The study, from State Street, shows that almost two-thirds (59 per cent) of institutional investors globally are ready to increase their allocation to private equity over the next five years.
However, 28 per cent have threatened to reduce their allocation if the private equity industry fails to meet their demands for greater transparency.
There is still too much, ‘Heads I win, tails I still win’ in some areas of the private equity market
Daniel Godfrey, Transparency Task Force
Private equity assets under management hit a new high in June last year at $2.4tn (£1.7bn), but there is considerable disquiet among investors, the study shows.
Almost three-quarters (70 per cent) of investors said they want better transparency on the performance of the underlying assets in each portfolio – and the shopping list does not end there.
Nearly half also sought greater read-through on risk exposures (46 per cent), net asset values (32 per cent) and fund cash flows (23 per cent).
The industry is well aware of this demand, said State Street, and only expects the clamour to increase; 83 per cent of respondents said they thought this would be the case.
“It is very clear from our research that failure to provide sufficient levels of transparency increases the risk of driving asset owners away from investing in private equity,” said James Lowry, head of State Street Global Exchange, EMEA.
Private equity has delivered good returns over extended time periods, said Daniel Godfrey, an ambassador of the Transparency Task Force, but there should be transparency over all fees and charges and any carried interest investments made by the managers and the terms on which those interests have been purchased.
He added: “There is still too much, ‘Heads I win, tails I still win’ in some areas of the private equity market.”
‘Different mindset’
But Jonathan Lawlor, a senior investment consultant at Xafinity, said private equity requires a different mindset, and transparency was not useful without an understanding of what the data mean.
“I can calculate a return on equity assets easily, but private equity uses [an] internal rate of return on various vintage years and they may not have invested the full amount of capital allocated.”
So not only do investors have to know how to do the sums, but they will need to have extra strategies for keeping money invested elsewhere in a liquid fund before it is called by the private equity manager.
This requires greater governance, incurs more cost and adds to the complexity of what they are seeking to do.
Lawlor said once a scheme is invested, private equity managers are often very transparent but the underlying investments are not.
“If you’re investing in a coffee chain, how do you know how the coffee sales are going? You are reliant on the data you are given and that needs to be examined closely.”
Interpreting data
The concerns institutional investors have about transparency usually involve a lack of data or detail, but too much data may be worse, as managers can use it to hide bad news or unpalatable truths.

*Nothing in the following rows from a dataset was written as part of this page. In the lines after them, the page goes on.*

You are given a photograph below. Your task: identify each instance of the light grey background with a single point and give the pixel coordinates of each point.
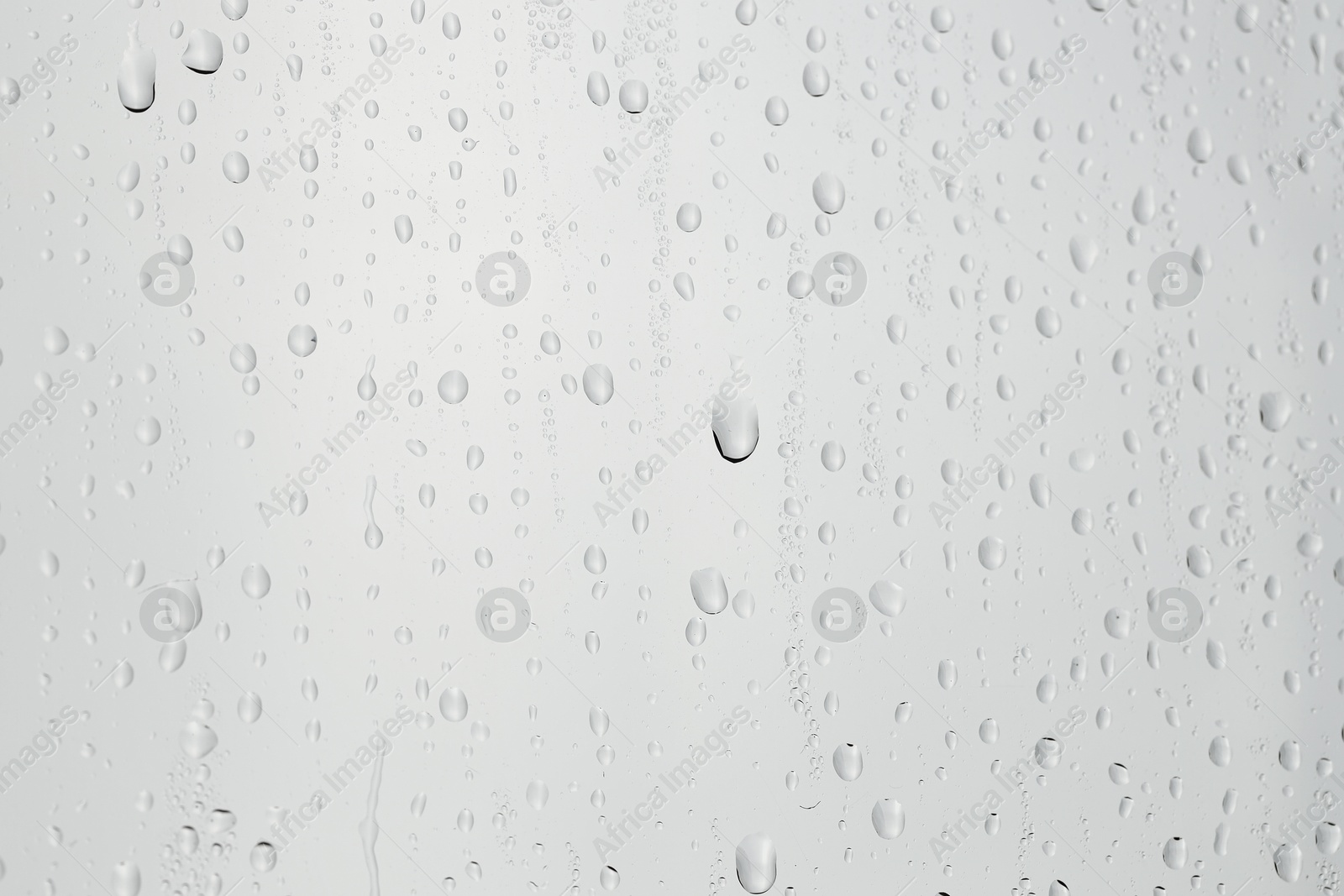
(87, 490)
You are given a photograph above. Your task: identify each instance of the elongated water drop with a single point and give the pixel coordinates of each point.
(373, 535)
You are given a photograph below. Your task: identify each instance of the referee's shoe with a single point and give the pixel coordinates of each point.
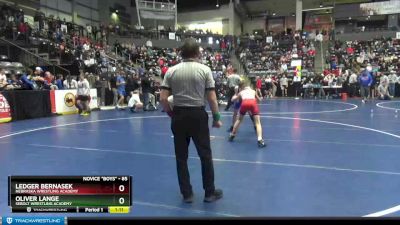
(214, 196)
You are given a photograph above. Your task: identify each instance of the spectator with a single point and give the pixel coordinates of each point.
(134, 103)
(70, 83)
(112, 85)
(49, 81)
(353, 84)
(121, 83)
(392, 82)
(3, 80)
(14, 83)
(59, 82)
(83, 96)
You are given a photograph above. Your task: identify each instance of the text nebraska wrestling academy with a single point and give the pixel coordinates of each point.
(45, 189)
(40, 201)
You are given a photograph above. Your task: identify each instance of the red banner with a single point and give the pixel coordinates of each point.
(5, 111)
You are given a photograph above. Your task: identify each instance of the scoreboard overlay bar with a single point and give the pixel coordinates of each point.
(70, 194)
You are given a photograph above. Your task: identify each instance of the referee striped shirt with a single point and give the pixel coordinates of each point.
(188, 82)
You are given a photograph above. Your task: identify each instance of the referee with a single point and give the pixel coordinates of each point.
(191, 84)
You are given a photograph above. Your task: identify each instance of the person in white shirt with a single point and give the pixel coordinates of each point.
(284, 85)
(392, 83)
(134, 102)
(3, 80)
(70, 83)
(83, 96)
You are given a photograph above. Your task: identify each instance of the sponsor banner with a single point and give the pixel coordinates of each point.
(5, 111)
(15, 220)
(63, 101)
(380, 8)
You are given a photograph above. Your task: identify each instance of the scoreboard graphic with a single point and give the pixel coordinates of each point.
(70, 194)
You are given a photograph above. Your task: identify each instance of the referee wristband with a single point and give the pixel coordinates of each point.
(216, 116)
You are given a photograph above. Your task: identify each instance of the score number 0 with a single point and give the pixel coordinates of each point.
(121, 188)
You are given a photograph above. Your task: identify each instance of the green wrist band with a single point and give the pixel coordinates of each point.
(216, 116)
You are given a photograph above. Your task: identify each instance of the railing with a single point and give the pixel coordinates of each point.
(153, 5)
(19, 54)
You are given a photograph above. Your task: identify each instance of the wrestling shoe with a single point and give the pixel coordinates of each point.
(261, 144)
(231, 137)
(230, 129)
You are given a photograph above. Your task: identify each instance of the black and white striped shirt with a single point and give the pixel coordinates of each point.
(188, 82)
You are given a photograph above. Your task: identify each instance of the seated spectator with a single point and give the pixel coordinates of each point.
(59, 82)
(134, 103)
(14, 83)
(3, 80)
(49, 82)
(26, 83)
(383, 91)
(70, 83)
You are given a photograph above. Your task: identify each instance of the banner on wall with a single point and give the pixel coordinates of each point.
(380, 8)
(63, 101)
(171, 36)
(5, 111)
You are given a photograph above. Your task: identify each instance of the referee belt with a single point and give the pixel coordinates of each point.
(178, 108)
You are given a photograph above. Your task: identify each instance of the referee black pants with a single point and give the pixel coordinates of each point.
(192, 123)
(231, 93)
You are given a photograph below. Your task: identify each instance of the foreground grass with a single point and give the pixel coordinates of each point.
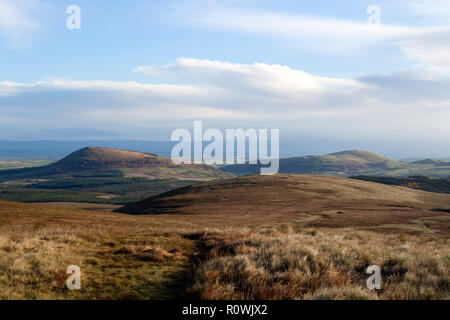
(326, 264)
(176, 256)
(120, 257)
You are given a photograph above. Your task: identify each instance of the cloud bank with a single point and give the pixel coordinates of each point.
(406, 104)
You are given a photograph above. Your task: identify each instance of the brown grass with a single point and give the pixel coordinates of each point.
(325, 264)
(272, 242)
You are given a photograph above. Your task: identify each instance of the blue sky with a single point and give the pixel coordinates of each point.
(139, 69)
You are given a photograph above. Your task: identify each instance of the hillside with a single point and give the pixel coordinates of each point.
(347, 163)
(324, 200)
(101, 175)
(254, 237)
(96, 158)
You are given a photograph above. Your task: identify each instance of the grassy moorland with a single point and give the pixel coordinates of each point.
(311, 238)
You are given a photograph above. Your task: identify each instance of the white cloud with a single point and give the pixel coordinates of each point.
(407, 104)
(425, 44)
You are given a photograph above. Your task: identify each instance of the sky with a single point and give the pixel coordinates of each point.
(338, 69)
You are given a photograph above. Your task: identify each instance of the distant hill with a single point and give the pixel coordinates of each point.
(101, 175)
(340, 163)
(326, 199)
(415, 182)
(348, 163)
(96, 158)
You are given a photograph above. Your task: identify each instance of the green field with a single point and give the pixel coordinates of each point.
(103, 186)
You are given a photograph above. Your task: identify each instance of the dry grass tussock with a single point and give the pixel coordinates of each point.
(325, 264)
(151, 257)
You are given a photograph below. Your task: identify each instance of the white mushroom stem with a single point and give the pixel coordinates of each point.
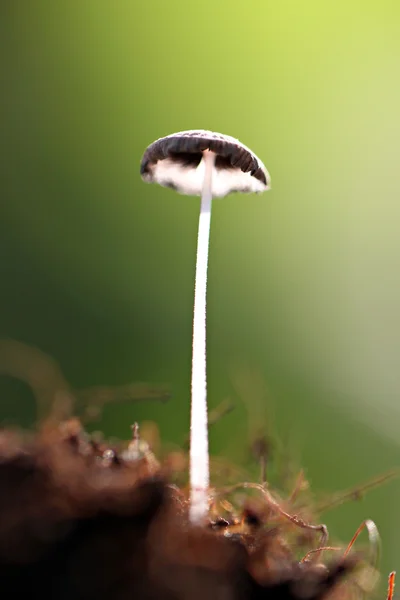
(199, 460)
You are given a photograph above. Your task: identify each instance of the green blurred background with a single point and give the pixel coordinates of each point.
(97, 268)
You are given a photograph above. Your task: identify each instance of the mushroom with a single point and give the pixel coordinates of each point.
(210, 165)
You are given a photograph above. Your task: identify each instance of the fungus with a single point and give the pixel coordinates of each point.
(210, 165)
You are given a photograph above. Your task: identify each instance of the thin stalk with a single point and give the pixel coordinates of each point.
(199, 460)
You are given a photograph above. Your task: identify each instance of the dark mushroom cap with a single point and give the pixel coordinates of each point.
(175, 161)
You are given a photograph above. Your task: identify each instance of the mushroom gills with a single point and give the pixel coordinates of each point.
(185, 174)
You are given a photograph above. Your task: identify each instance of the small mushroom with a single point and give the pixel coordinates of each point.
(210, 165)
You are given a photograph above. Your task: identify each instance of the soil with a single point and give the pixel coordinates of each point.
(81, 520)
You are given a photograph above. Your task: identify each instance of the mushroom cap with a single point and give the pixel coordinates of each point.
(175, 161)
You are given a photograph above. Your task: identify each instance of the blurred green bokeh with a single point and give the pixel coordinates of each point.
(97, 268)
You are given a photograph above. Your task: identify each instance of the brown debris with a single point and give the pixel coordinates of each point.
(81, 520)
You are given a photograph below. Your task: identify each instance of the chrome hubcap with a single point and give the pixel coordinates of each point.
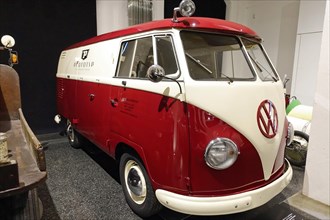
(135, 182)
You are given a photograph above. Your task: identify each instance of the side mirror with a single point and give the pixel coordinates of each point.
(7, 41)
(186, 8)
(155, 73)
(13, 59)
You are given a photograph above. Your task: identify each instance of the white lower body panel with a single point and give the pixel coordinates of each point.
(224, 204)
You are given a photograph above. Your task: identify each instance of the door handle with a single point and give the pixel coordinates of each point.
(91, 97)
(114, 102)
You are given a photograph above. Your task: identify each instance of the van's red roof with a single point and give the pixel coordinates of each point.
(196, 23)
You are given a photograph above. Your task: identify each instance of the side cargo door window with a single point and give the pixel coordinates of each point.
(136, 56)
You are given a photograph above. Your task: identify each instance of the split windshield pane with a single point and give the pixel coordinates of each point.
(215, 57)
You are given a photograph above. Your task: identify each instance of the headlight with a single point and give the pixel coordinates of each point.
(290, 136)
(221, 153)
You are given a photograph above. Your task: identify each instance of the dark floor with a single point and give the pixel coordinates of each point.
(84, 184)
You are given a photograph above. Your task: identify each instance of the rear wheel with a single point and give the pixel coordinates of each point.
(137, 188)
(296, 152)
(74, 137)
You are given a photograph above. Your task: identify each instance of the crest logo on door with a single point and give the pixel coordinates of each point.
(267, 119)
(84, 54)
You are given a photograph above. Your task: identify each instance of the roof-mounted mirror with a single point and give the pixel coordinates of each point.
(186, 9)
(7, 41)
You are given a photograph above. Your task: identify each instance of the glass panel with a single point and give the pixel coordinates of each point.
(259, 61)
(126, 56)
(144, 57)
(165, 55)
(215, 57)
(139, 11)
(138, 55)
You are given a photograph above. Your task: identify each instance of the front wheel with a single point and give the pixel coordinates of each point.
(296, 152)
(74, 137)
(137, 188)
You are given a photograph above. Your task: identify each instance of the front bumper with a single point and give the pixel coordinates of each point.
(224, 204)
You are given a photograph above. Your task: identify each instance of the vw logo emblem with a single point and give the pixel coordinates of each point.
(267, 119)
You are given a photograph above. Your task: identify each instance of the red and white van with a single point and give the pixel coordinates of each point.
(191, 108)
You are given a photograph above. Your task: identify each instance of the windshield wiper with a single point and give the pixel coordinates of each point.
(199, 63)
(260, 67)
(227, 77)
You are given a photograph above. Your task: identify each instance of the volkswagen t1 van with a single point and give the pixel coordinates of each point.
(191, 108)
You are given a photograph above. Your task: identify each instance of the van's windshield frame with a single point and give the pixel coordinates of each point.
(223, 57)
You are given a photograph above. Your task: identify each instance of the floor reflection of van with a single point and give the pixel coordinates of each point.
(191, 108)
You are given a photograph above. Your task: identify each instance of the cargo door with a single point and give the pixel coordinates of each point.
(149, 116)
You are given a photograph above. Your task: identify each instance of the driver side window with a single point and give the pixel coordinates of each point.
(136, 56)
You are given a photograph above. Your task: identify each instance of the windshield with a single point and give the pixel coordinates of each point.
(221, 57)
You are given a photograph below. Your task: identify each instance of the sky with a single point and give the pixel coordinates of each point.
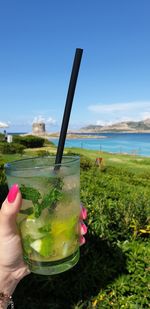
(38, 39)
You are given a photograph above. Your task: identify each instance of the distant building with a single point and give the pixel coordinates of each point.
(38, 128)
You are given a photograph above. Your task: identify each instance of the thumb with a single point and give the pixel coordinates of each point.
(10, 207)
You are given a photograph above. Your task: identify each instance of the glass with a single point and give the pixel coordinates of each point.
(48, 220)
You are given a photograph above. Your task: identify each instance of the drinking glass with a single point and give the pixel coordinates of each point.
(48, 220)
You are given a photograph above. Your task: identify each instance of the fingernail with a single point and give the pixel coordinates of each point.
(83, 229)
(12, 193)
(84, 213)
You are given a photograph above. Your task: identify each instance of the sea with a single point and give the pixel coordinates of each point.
(123, 143)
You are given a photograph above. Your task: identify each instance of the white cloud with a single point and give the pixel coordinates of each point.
(48, 121)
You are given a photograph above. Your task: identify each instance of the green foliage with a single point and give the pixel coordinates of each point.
(29, 141)
(113, 270)
(2, 137)
(11, 148)
(117, 210)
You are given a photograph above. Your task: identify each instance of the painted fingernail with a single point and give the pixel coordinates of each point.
(83, 229)
(13, 193)
(82, 240)
(84, 213)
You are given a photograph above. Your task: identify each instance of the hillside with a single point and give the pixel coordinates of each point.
(125, 126)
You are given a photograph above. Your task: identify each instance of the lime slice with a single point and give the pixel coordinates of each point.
(36, 228)
(43, 246)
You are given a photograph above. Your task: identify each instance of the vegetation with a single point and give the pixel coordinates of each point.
(114, 267)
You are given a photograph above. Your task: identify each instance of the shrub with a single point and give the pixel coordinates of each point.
(29, 141)
(117, 210)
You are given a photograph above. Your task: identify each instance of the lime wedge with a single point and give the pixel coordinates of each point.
(35, 227)
(43, 246)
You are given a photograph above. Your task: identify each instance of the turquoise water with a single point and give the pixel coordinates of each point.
(131, 143)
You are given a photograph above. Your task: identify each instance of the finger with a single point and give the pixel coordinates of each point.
(10, 207)
(83, 228)
(82, 240)
(83, 213)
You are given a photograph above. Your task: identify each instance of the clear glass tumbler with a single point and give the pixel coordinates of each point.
(48, 220)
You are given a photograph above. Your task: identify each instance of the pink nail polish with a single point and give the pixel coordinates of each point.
(82, 240)
(84, 213)
(12, 193)
(83, 229)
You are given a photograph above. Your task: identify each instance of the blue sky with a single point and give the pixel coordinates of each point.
(38, 39)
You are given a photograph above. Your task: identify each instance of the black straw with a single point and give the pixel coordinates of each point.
(68, 105)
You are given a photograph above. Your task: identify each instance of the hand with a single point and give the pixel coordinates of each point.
(11, 256)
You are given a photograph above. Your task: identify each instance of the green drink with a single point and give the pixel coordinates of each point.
(49, 217)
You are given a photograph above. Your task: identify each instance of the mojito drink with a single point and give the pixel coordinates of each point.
(49, 217)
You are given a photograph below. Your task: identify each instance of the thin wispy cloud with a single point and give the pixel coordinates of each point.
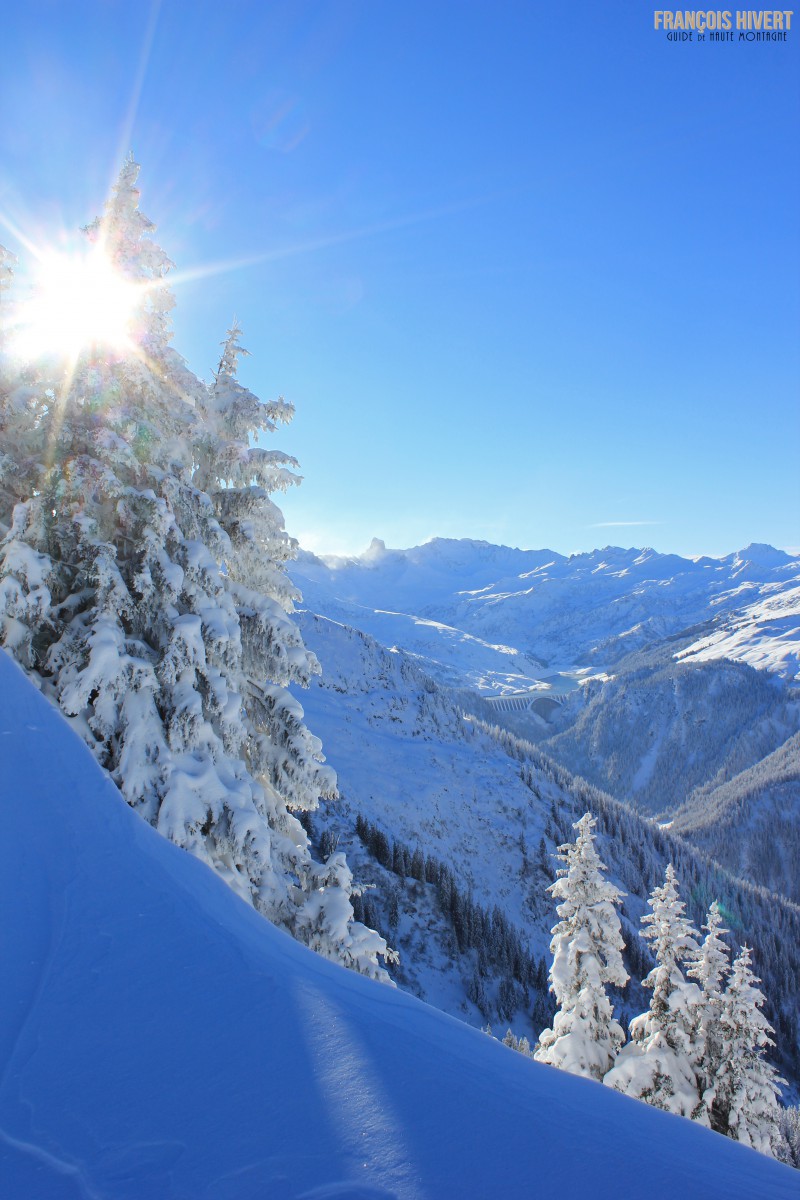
(619, 525)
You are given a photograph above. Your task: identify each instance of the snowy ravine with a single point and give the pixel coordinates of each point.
(660, 679)
(160, 1041)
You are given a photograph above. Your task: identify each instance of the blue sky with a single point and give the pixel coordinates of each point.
(529, 273)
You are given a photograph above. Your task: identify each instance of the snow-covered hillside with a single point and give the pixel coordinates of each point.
(617, 661)
(452, 793)
(161, 1039)
(587, 610)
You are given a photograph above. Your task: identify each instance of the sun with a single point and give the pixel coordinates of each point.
(79, 300)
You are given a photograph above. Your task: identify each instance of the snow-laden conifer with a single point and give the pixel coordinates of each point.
(587, 958)
(746, 1086)
(128, 589)
(659, 1062)
(710, 971)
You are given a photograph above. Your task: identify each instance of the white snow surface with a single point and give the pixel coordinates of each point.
(160, 1039)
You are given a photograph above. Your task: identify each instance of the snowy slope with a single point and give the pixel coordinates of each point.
(587, 610)
(160, 1039)
(494, 814)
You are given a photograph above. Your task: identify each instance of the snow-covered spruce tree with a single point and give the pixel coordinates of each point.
(281, 751)
(659, 1065)
(710, 971)
(119, 588)
(746, 1086)
(587, 958)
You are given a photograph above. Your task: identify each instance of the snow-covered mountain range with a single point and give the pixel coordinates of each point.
(657, 732)
(653, 676)
(160, 1038)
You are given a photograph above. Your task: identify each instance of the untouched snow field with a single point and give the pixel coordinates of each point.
(158, 1039)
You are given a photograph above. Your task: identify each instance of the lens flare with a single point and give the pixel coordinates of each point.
(78, 301)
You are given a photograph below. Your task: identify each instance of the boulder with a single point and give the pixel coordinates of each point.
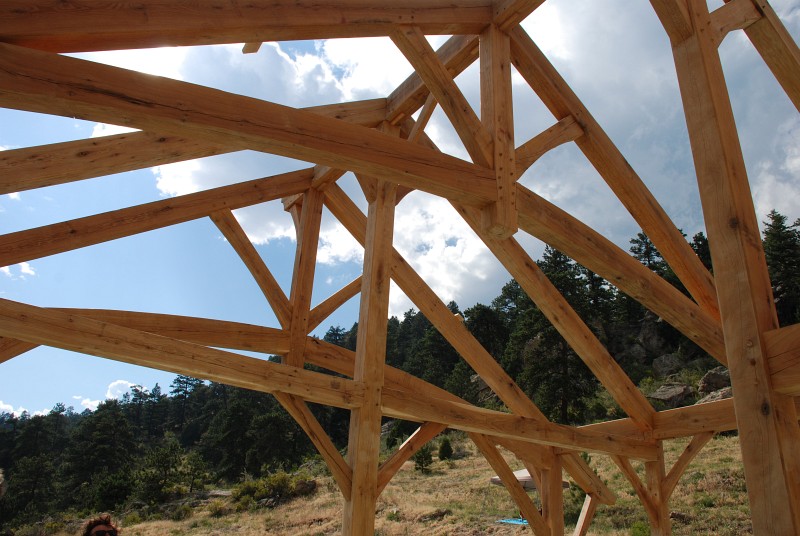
(672, 395)
(667, 364)
(714, 380)
(725, 392)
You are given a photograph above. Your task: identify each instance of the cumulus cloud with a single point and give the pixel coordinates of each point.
(19, 271)
(622, 69)
(87, 403)
(118, 388)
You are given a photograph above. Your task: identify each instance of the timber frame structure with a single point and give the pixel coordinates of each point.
(731, 314)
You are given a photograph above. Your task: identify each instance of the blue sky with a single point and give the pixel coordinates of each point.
(613, 53)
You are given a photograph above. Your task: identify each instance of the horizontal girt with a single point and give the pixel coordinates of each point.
(81, 26)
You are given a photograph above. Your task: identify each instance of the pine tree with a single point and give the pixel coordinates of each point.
(782, 252)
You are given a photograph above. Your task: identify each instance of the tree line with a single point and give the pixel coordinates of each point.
(150, 446)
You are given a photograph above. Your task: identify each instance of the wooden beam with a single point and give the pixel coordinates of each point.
(567, 322)
(556, 94)
(660, 524)
(509, 13)
(305, 262)
(777, 48)
(457, 53)
(476, 139)
(341, 472)
(424, 116)
(49, 25)
(60, 163)
(410, 446)
(638, 486)
(49, 83)
(365, 422)
(497, 115)
(552, 225)
(11, 348)
(251, 48)
(406, 397)
(735, 15)
(782, 347)
(437, 312)
(454, 331)
(87, 336)
(552, 496)
(226, 222)
(67, 236)
(674, 16)
(689, 453)
(336, 300)
(511, 483)
(565, 130)
(587, 515)
(767, 420)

Judith Donnelly, a partner at law firm Squire Patton Boggs, said: “Private equity managers have been sending out documents that state they can act in their own interests and cannot be held accountable.”
Despite meeting their clients’ demands for more detailed information, she said, and in some cases offering good levels of transparency, there is an avalanche of data and it has not always been acted on by schemes, a pattern being repeated elsewhere.
“Transparency is not limited to private equity… There are problems with mutual funds and cash funds as well,” said Donnelly.
“If people are prepared to sign the documents, why should the managers meet them halfway?”
She said this approach, used by private equity and hedge fund managers, is “spilling over” into traditional asset management, and schemes must be aware that if they are seeking greater transparency they have to be prepared to understand the details.
“Ultimately, we really need to do what they did in the food industry,” added Donnelly. “The food industry has opted to have healthier food. We need healthier funds.”